Déployer une telle démarche dans l’ensemble de l’établissement implique non seulement des investissements – outre les rails, de nouveaux lits présentant cinq réglages, dont la position assise, ont récemment été achetés –, mais aussi des adaptations organisationnelles : il faut notamment aménager l’emploi du temps des salariés pour inclure des temps de formation ou leur permettre de travailler à deux si besoin, et surtout supprimer la pression temporelle qui pèse parfois sur le personnel. Il a ainsi été décidé que la toilette du matin, moment essentiel dans le cadre du soin et qui inclut plusieurs déplacements plus ou moins longs à réaliser, serait prioritaire sur le reste des activités.
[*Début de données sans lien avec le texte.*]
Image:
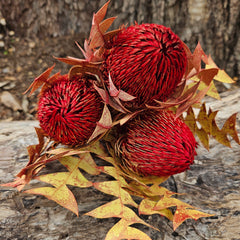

Autant d’aménagements qui exigent l’implication de la direction. Aux Myosotis, la directrice – qui suivra prochainement une formation de cinq jours réservée aux dirigeants – est convaincue : cette année, un seul accident de travail est à déplorer. Lors du service de nuit, une aide-soignante s’est blessée à l’épaule en redressant une résidente à forte corpulence… Elle n’avait pas encore été formée à la démarche.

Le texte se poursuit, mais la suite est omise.